Tuva Health is the for-profit company behind the Tuva Project. We're a team of healthcare data engineers and data scientists totally focused on solving the messy healthcare data problem by bringing knowledge and code out into the open. Being a for-profit company is extremely important to the long-term success of our mission because it enables us to make significantly larger R+D investments in the open source over time compared to a not-for-profit corporate structure. The larger investment increases the probability that we'll achieve our mission of solving this problem for the entire industry.

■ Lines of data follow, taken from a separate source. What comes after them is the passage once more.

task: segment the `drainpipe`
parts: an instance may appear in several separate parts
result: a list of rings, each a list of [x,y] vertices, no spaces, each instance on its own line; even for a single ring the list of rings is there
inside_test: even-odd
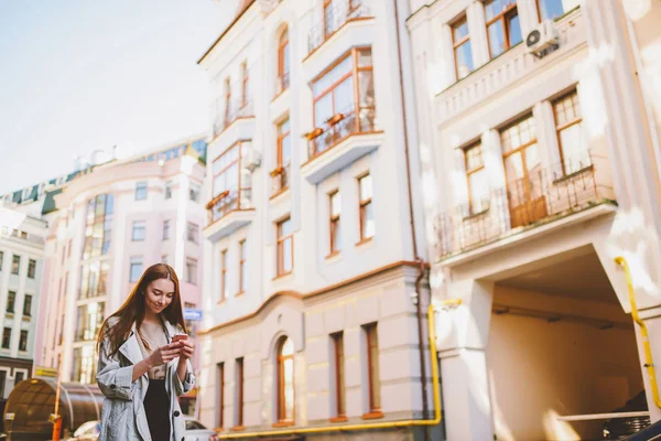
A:
[[[399,62],[399,82],[400,82],[400,99],[402,101],[402,127],[404,129],[404,155],[407,158],[407,190],[409,192],[409,220],[411,224],[411,239],[413,241],[413,256],[415,261],[420,263],[418,268],[418,278],[415,279],[415,294],[418,295],[415,302],[415,314],[418,315],[418,342],[420,352],[420,379],[422,384],[422,413],[423,418],[426,418],[429,411],[427,404],[427,387],[426,387],[426,372],[424,363],[424,331],[423,331],[423,313],[422,313],[422,295],[421,284],[422,279],[425,276],[425,263],[424,259],[418,254],[418,238],[415,237],[415,222],[413,216],[413,190],[411,185],[411,159],[409,153],[409,127],[407,125],[407,103],[404,100],[404,73],[402,67],[402,43],[400,36],[400,20],[398,0],[392,0],[394,6],[394,29],[397,31],[397,56]],[[424,430],[424,439],[429,440],[429,429]]]

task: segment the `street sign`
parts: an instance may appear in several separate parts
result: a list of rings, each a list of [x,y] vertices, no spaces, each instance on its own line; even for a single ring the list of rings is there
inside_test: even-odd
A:
[[[202,321],[202,310],[184,308],[184,320],[191,320],[193,322],[201,322]]]

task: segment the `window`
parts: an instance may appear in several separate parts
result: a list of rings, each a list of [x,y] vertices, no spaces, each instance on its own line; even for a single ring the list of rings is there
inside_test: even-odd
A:
[[[28,351],[28,331],[21,331],[21,337],[19,338],[19,351]]]
[[[21,269],[21,256],[13,255],[11,260],[11,273],[18,275]]]
[[[133,241],[144,240],[145,235],[147,235],[147,227],[144,225],[144,220],[134,220],[133,222],[133,234],[131,235],[131,240],[133,240]]]
[[[278,421],[294,421],[294,342],[282,337],[278,345]]]
[[[243,427],[243,357],[237,358],[236,395],[237,408],[235,427]]]
[[[28,260],[28,277],[30,279],[34,279],[35,271],[36,271],[36,260],[34,260],[34,259]]]
[[[250,180],[240,173],[243,168],[241,162],[251,148],[250,141],[240,141],[214,160],[214,198],[207,204],[207,209],[212,211],[212,222],[235,209],[252,207]]]
[[[227,298],[227,250],[220,251],[220,302]]]
[[[370,47],[354,49],[312,84],[313,158],[354,133],[375,130],[375,86]]]
[[[566,0],[538,0],[541,21],[555,20],[565,13],[563,3]]]
[[[186,258],[186,282],[197,284],[197,260]]]
[[[25,300],[23,300],[23,315],[32,315],[32,295],[30,294],[25,294]]]
[[[248,62],[241,64],[241,107],[248,104],[250,94],[250,76],[248,75]]]
[[[225,423],[223,418],[225,413],[225,364],[218,363],[216,366],[218,369],[218,421],[216,426],[223,429]]]
[[[583,139],[583,116],[576,90],[553,103],[555,131],[563,174],[572,174],[592,164]]]
[[[93,302],[78,306],[76,341],[93,341],[104,323],[105,302]]]
[[[147,198],[147,182],[138,182],[136,184],[136,201],[144,201]]]
[[[489,50],[494,58],[522,40],[517,0],[487,0],[485,12]]]
[[[142,256],[131,257],[129,281],[137,282],[140,276],[142,276]]]
[[[292,220],[288,217],[277,224],[278,234],[278,256],[277,256],[277,275],[284,276],[289,275],[293,270],[294,266],[294,237],[292,234]]]
[[[364,326],[367,351],[367,373],[369,387],[369,412],[381,412],[381,384],[379,380],[379,340],[377,324]]]
[[[339,214],[342,212],[342,200],[339,192],[335,191],[328,195],[329,202],[329,232],[330,232],[330,255],[339,252],[342,248],[342,230],[339,226]]]
[[[80,291],[78,300],[106,295],[108,290],[109,261],[94,261],[80,269]]]
[[[489,205],[489,185],[483,160],[481,143],[477,142],[464,149],[464,160],[468,182],[469,214],[481,213]]]
[[[14,309],[15,309],[15,303],[17,303],[17,293],[15,291],[9,291],[7,293],[7,309],[6,311],[9,313],[14,313]]]
[[[170,219],[163,220],[163,240],[170,239]]]
[[[231,84],[229,77],[225,78],[225,127],[231,121]]]
[[[87,203],[83,260],[108,254],[112,230],[113,202],[115,197],[111,194],[99,194]]]
[[[74,381],[96,383],[97,357],[94,345],[74,348]]]
[[[199,202],[199,194],[202,193],[202,189],[197,184],[191,184],[191,189],[188,192],[188,198],[193,202]]]
[[[290,122],[289,118],[278,125],[278,158],[273,176],[273,194],[278,194],[289,187],[290,164],[292,158]]]
[[[371,175],[366,174],[358,179],[360,198],[360,241],[369,240],[375,236],[375,211],[372,206]]]
[[[246,286],[248,284],[247,251],[246,240],[243,239],[239,243],[239,293],[246,292]]]
[[[335,402],[337,417],[346,416],[345,370],[344,370],[344,333],[330,335],[335,355]]]
[[[11,344],[11,327],[6,327],[2,330],[2,348],[9,349],[9,345]]]
[[[470,47],[470,35],[468,34],[468,21],[466,15],[452,24],[452,43],[455,53],[455,72],[457,79],[462,79],[473,72],[473,51]]]
[[[275,95],[280,95],[286,90],[290,85],[290,47],[289,47],[289,31],[285,29],[280,34],[278,43],[278,83]]]
[[[186,239],[197,244],[197,224],[193,224],[192,222],[186,224]]]

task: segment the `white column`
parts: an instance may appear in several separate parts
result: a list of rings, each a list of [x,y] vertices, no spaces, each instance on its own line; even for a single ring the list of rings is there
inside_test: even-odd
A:
[[[544,100],[532,107],[532,117],[537,126],[538,150],[542,169],[550,180],[562,176],[560,146],[555,133],[555,119],[551,101]]]
[[[519,21],[521,23],[521,36],[525,41],[525,35],[540,23],[537,0],[518,0],[517,9],[519,11]]]
[[[466,10],[468,31],[470,32],[470,49],[475,68],[489,61],[489,39],[487,37],[487,22],[485,19],[485,4],[474,1]]]

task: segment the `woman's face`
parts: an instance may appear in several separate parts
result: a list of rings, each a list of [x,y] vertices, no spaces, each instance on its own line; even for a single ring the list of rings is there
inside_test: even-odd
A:
[[[144,302],[154,314],[160,314],[174,299],[174,282],[170,279],[158,279],[147,286]]]

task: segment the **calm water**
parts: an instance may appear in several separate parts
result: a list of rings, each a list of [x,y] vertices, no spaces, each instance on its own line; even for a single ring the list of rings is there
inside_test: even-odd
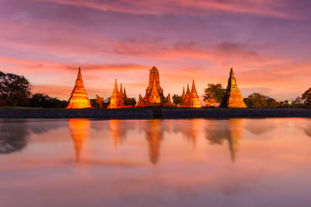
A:
[[[309,206],[311,119],[0,119],[2,206]]]

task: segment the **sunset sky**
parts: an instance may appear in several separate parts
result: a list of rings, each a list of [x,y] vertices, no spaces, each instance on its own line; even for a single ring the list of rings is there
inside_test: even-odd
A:
[[[164,95],[196,82],[280,100],[311,87],[309,0],[0,0],[0,71],[33,93],[68,99],[81,67],[89,98],[145,94],[157,66]],[[203,98],[200,102],[203,104]]]

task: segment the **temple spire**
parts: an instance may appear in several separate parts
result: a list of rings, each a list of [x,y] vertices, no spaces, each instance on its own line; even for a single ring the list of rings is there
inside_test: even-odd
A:
[[[187,85],[187,92],[186,92],[186,94],[190,93],[190,89],[189,89],[189,84]]]
[[[230,76],[234,76],[234,73],[233,73],[233,67],[231,67],[230,69]]]
[[[91,108],[91,106],[84,88],[81,67],[79,67],[78,77],[76,79],[75,87],[71,92],[70,98],[68,100],[68,106],[67,108],[81,109],[84,108]]]
[[[220,105],[221,107],[228,108],[246,108],[236,83],[236,79],[234,77],[233,68],[230,69],[230,75],[228,80],[228,85],[226,89],[226,93]]]
[[[118,89],[118,84],[116,82],[116,79],[114,81],[114,88],[113,88],[113,93],[114,92],[119,92],[119,89]]]
[[[81,73],[80,67],[79,67],[79,71],[78,72],[78,79],[82,79],[82,73]]]
[[[122,89],[122,83],[121,83],[121,85],[120,86],[120,94],[122,96],[123,95],[123,89]]]

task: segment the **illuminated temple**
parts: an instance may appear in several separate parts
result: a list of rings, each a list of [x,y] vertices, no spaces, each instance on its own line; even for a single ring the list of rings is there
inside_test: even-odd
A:
[[[150,71],[149,75],[149,85],[146,89],[145,97],[142,98],[139,94],[137,107],[175,107],[171,102],[170,95],[167,98],[163,95],[163,89],[160,85],[160,75],[155,66]]]
[[[234,77],[233,68],[230,70],[230,75],[228,80],[228,86],[226,94],[224,96],[221,107],[228,108],[246,108],[244,102],[241,91],[239,90]]]
[[[67,108],[67,109],[91,108],[90,102],[87,97],[87,93],[84,88],[80,67],[79,67],[78,77],[76,80],[76,84],[71,93],[70,98],[68,100],[68,106]]]
[[[192,86],[191,87],[191,91],[189,89],[189,84],[187,86],[187,91],[185,94],[184,87],[182,91],[182,105],[181,107],[192,107],[192,108],[200,108],[200,102],[199,101],[199,96],[196,89],[194,80],[192,82]]]
[[[118,89],[118,84],[116,82],[116,79],[114,82],[114,87],[112,95],[110,97],[110,104],[108,106],[108,109],[118,109],[122,108],[129,108],[131,106],[125,106],[125,100],[127,99],[127,93],[126,89],[124,88],[124,92],[122,88],[122,83],[120,87],[120,91]]]
[[[80,162],[80,155],[83,141],[87,135],[89,129],[90,121],[88,119],[70,119],[68,121],[71,136],[75,144],[76,161]]]

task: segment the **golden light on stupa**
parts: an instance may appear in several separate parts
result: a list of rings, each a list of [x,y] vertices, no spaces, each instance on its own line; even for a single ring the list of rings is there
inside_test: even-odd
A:
[[[71,136],[75,144],[76,161],[80,162],[80,155],[83,141],[89,129],[89,119],[70,119],[68,121]]]
[[[79,67],[76,84],[71,93],[71,96],[68,100],[68,106],[67,108],[82,109],[91,107],[90,101],[87,97],[87,93],[86,93],[84,88],[84,84],[81,73],[81,68]]]
[[[191,107],[191,108],[200,108],[200,102],[199,100],[199,95],[196,88],[194,80],[192,81],[192,86],[191,91],[189,89],[189,84],[187,86],[187,90],[185,94],[184,87],[182,91],[182,104],[180,107]]]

Our business model is to support organizations in adopting the Tuva Project. The Tuva Project is open source and licensed under Apache 2. Individuals and organizations are free to try out, adopt, or fork (customize) any part of the Tuva Project for any reason. However some organizations need help adopting the Tuva Project, either because they lack the expertise or people to implement it. That's where we come in. We do everything from helping organizations get up and running to fully managing the Tuva Project for them, all within their cloud environment.

Why Tuva

The name Tuva is a reference to the country of Tuva in the former Soviet Union. For more than a decade before his death, Richard Feynman and his friend Ralph Leighton tried to travel to the country of Tuva. During the cold war getting visas for this journey was no easy feat. Ultimately Feynman died a few weeks before their visas came, but Ralph traveled to Tuva and chronicled the trip and their adventure trying to get there in his book Tuva or Bust.

We're massive Feynman fans and especially appreciate his strong values around intellectual honesty and curiousity. We believe these values and behavior are at the core of doing anything important in the world and we're centering the Tuva Project around them.

Healthcare data has been challenging to work with since the inception of claims data in the mid-90s. The Tuva Project is our attempt to fix it - Tuva or Bust.